Andere Stimmen aber lassen keine Illusionen zu. Das Verdikt von Sonntag «führt zweifellos zu einem Überdenken des Pakets von 1999», sagte der französische Europaminister Thierry Repentin in Brüssel, wo er am Treffen der Chefdiplomaten der 28 EU-Staaten teilnahm. In Frage stellt Repentin auch das Schengen-Abkommen, das die Schweiz in den EU-Raum integriert.

Aber soweit ist es noch nicht. Theoretisch hat der Bundesrat drei Jahre Zeit, um das Abstimmungsresultat in ein Schweizer Gesetz zu giessen. «Man hat also Zeit», sagte der britische Aussenminister William Hague. 

«Schweiz in ‹guter Gesellschaft’….» 

Zu hören waren aus der EU aber auch weniger nette Stimmen.

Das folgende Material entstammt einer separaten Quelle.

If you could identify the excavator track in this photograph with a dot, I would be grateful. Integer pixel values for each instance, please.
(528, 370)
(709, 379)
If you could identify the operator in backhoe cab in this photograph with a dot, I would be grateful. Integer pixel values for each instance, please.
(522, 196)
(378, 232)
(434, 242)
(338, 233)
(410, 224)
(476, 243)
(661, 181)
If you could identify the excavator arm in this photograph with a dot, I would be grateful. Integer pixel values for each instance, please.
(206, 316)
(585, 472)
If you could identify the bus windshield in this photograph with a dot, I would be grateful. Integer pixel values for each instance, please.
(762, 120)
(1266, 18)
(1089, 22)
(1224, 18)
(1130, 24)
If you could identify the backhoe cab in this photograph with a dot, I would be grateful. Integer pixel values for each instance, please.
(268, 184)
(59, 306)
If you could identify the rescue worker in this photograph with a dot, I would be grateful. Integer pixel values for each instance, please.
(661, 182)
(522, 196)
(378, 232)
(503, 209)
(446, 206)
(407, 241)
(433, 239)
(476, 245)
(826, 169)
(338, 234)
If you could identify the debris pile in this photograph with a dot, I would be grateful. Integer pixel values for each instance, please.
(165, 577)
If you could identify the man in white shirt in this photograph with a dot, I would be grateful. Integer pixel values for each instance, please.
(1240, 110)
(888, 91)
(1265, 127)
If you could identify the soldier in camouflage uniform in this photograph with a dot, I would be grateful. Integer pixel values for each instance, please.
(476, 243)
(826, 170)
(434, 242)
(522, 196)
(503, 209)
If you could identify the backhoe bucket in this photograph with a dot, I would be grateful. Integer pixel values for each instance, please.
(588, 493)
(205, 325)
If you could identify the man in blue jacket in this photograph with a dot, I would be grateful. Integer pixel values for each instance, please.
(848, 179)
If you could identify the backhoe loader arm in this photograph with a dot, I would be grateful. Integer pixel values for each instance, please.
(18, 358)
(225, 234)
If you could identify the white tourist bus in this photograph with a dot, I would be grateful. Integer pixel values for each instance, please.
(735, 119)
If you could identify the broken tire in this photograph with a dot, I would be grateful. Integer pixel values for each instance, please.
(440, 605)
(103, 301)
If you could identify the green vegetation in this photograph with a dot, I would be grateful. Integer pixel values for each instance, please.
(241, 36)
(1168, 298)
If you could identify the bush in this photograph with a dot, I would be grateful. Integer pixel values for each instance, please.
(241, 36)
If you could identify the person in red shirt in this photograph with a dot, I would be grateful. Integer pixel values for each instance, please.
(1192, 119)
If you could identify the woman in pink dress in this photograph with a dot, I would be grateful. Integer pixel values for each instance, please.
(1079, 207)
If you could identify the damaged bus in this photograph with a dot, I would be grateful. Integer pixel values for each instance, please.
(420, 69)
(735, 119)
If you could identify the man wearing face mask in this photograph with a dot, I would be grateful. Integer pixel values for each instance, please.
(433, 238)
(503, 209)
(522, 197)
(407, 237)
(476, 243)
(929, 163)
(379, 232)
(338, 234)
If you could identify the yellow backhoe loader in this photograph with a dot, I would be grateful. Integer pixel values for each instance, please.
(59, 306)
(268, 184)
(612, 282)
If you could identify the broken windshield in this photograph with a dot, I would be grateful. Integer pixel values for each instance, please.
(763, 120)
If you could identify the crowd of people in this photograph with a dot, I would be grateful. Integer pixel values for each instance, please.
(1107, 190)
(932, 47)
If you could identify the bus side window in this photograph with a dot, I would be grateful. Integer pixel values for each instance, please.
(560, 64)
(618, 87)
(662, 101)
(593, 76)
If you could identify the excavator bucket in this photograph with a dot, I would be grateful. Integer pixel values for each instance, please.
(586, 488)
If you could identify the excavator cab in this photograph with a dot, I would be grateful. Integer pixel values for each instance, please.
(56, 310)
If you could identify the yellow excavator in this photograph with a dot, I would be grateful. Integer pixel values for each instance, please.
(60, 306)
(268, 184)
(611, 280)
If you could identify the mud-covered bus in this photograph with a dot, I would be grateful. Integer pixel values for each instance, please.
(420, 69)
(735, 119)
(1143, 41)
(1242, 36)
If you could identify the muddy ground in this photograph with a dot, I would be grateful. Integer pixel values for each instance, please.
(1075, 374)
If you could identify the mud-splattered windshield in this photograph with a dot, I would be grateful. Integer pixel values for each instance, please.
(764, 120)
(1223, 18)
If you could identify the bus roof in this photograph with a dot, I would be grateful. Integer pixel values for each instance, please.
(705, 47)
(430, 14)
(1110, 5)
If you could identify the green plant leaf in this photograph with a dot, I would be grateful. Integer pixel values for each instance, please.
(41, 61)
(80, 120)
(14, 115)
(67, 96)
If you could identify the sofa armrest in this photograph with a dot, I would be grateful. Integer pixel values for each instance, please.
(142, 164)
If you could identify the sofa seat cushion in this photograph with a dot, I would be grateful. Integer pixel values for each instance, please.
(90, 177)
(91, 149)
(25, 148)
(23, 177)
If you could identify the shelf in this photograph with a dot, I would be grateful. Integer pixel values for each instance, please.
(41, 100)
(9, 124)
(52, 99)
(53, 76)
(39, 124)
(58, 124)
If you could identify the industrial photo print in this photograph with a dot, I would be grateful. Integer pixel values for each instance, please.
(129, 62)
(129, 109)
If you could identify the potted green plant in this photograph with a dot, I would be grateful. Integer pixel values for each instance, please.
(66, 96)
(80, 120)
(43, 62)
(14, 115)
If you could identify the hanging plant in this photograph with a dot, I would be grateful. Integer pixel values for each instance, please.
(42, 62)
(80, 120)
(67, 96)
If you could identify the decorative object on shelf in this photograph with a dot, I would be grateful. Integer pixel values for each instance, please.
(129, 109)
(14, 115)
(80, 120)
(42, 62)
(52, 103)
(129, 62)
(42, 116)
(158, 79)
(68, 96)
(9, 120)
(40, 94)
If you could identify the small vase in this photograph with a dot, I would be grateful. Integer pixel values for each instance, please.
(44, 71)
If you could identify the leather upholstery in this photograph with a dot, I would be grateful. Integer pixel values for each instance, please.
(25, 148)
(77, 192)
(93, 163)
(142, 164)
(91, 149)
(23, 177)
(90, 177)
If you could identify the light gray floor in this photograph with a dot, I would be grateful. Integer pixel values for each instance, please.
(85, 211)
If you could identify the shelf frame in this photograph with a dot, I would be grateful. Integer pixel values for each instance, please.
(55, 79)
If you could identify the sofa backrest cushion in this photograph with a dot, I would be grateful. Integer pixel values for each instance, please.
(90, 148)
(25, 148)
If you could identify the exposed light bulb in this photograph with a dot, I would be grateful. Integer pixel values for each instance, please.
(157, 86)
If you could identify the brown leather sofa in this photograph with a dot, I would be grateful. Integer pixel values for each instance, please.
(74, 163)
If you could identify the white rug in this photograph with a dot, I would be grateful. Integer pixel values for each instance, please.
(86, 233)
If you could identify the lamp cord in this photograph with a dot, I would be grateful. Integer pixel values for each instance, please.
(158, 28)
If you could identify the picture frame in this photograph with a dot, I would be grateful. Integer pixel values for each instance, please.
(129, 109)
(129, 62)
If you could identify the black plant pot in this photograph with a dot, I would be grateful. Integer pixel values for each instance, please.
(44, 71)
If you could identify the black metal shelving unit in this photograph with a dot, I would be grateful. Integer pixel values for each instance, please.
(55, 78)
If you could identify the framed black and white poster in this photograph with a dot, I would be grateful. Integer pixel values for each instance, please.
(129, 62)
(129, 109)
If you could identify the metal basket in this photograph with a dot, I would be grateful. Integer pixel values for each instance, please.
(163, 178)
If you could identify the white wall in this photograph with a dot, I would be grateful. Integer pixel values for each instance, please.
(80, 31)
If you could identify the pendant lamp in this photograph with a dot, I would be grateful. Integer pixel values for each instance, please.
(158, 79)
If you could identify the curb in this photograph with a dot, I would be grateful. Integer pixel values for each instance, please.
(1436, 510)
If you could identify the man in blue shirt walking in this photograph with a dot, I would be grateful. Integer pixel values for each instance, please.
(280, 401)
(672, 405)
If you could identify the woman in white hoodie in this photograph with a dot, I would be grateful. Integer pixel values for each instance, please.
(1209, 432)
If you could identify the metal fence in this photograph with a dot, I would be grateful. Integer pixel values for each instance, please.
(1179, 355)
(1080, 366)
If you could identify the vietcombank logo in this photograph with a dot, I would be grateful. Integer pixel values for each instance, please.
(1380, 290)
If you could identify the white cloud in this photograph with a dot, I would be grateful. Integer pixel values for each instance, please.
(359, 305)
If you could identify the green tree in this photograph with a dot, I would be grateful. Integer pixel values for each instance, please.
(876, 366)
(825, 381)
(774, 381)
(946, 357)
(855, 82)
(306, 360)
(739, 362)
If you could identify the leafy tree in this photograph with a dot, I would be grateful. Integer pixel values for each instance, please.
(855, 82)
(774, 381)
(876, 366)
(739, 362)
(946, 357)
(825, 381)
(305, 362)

Luxemburgs Aussenminister Jean Asselborn etwa attackierte Christoph Blocher, einen der Chefdenker hinter der siegreichen Initiative, heftig. «Man kann den freien Personenverkehr nicht verscherbeln, wenn man gleichzeitig privilegierten Zugang zum EU-Binnenhandel hat. Christoph Blocher mag sehr viel Geld haben, aber er sieht nicht so weit», sagte Asselborn und schob nach, dass zu jenen, die applaudiert hätten, auch der Holländer Geert Wilders und Marine Le Pen vom französischen Front National gehörten.

«Er ist in guter Gesellschaft» im Klub der europäischen Populisten, sagte Jean Asselborn ironisch. Zu diesem Klub gehört auch Frankreichs ex-Permier  François Fillon. Dieser bezeichnete es als «völlig normal», dass die Schweiz die Öffnung der Grenzen für ausländische Arbeitskräfte ihrer Kapazität anpassen wolle, diese in ihre Gesellschaft zu integrieren. Fillon plädierte gar dafür, dass die EU das Modell der Schweiz übernehmen solle.